ISSN: 2161-0932
Case Report - (2012) Volume 2, Issue 4
A 37 year old woman was admitted to our university hospital for menometrorrhagia. The case history showed that the patient had menometrorrhagia for six months; moreover, during the abdominal examination we found a mass occupying the hipogastric and mesogastric area. The tumefaction was hard and it reached the level of the umbilicus. On combined vaginal-abdominal examination a mass on the anterior wall and multiple myomata were felt; the uterus was found to have been enlarged to the size equivalent to 18 weeks pregnancy; adnexa regular were felt. During the surgery multiple myomas were found. The largest, 10 cm diameter, was soft in consistence with a gelatinous structure. Total abdominal hysterectomy with preservation of adnexa was performed (Figure 1). Histopathological result gave evidence of myxoid leiomyosarcoma in the largest myoma, whereas the others fibroid nodes were without atypia.

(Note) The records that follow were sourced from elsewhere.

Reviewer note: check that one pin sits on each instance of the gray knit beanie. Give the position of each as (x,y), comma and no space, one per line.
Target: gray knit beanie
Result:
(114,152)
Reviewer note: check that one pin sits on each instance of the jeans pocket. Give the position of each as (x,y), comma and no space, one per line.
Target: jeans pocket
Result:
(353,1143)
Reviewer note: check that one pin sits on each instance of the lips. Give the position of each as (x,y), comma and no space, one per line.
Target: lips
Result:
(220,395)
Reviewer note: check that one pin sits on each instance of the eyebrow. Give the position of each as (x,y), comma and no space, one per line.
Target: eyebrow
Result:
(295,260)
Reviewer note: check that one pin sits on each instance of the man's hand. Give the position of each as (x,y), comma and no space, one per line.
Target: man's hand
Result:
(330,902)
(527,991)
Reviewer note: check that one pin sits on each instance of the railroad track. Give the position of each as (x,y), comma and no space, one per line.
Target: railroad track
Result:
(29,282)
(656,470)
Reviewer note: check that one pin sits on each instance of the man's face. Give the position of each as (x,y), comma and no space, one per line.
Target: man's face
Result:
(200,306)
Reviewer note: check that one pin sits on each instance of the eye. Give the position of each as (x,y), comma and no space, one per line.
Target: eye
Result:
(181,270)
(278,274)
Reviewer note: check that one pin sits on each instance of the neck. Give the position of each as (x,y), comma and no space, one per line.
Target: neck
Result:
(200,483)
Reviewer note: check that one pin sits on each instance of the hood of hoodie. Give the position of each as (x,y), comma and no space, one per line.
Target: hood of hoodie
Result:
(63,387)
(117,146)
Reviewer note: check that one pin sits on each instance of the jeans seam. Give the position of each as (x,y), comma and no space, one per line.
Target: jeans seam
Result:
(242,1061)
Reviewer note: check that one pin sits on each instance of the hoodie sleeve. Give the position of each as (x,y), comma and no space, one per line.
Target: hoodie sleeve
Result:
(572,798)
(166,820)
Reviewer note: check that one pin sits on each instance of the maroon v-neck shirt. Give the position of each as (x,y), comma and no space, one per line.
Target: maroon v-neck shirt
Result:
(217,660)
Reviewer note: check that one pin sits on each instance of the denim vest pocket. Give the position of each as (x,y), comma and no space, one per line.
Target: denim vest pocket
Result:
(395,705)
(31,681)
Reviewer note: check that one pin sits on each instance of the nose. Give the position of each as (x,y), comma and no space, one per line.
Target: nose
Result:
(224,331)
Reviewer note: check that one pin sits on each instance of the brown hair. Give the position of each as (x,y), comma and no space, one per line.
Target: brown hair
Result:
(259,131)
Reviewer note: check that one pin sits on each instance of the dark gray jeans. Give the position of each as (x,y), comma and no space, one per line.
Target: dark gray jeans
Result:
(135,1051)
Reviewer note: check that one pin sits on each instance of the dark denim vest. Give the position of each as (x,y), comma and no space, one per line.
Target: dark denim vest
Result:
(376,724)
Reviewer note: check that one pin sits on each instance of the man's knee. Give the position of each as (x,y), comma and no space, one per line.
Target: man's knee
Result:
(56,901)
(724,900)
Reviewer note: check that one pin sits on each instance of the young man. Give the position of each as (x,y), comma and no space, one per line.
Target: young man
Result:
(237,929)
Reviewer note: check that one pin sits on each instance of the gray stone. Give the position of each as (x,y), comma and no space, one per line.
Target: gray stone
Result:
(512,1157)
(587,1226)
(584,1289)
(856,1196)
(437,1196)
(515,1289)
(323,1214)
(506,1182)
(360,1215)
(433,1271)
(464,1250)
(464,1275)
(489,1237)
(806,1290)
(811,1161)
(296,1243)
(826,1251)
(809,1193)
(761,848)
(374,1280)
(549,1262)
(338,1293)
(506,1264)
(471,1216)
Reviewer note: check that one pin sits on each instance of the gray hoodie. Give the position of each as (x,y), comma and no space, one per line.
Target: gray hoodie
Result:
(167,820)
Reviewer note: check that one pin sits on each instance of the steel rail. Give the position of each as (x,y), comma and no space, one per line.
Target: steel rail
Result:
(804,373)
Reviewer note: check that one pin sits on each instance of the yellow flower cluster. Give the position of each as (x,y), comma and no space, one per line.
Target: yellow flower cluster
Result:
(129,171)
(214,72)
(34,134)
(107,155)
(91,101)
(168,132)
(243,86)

Uterine sarcomas account for 3% of uterine cancers. Uterine sarcomas comprise leiomyosarcoma, endometrial stromal sarcoma, adenosarcoma, undifferentiated endometrial sarcoma, and their variants [1]. The rarity of these tumors has prevented the performance of large epidemiological studies to identify risk factors. Data regarding parity, onset of menarche, or age at menopause as risk factors are inconclusive [2]. Myxoid leiomyosarcoma (MLMSs) is an uncommon tumor, in most cases recognized only after surgery. Rubin et al. reported 18 cases of soft tissue leiomyosarcomata in which myxoidstroma occupied >50% of the tissue examined. In their study patients ranged in age from 22 to 84 years old (median, 57.5 yrs) and female patients outnumbered male patients 14 to 4 [3]. When MLMSs is associated with multiple myomata, the gross appearance of the malignant mass differs from others for a soft, necrotic and gelatinous aspect. In the past, the presence of 10 or more mitoses per 10 high-power fields (HPFs) was considered key to establish the diagnosis of leiomyosarcoma. Even though mitotic index is an important feature in the assessment of malignancy, several studies based on large series of uterine smooth muscle tumors (U-SMTs) have shown that mitotic activity alone is not predictive of poor outcome in these tumors [4-6]. Current criteria for diagnosis of classic leiomyosarcomas requires assessment of the number of m.f..⁄10 HPFs, nuclear atypia, and tumor cell necrosis (TCN), in recognition of the fact that a variety of exogenous and endogenous hormones can influence the mitotic index and development of TCN [7]. With ultrasound examination topographic limits are normal, while the internal structure is inhomogeneous and hypoechogic compared to either the fibroid node or uterine wall. The doppler flow showed that intratumoral resistance index (RI) is significantly lower in uterine sarcomas than in leiomyomas, but the result is not significant in all cases. When a cut-off value of 0.5 for the RI is considered, the detection rate for uterine malignant mass is 67%. In this study we report a case of uterine myxoid leiomyosarcoma associated with multiple myomas in a fertile woman [8].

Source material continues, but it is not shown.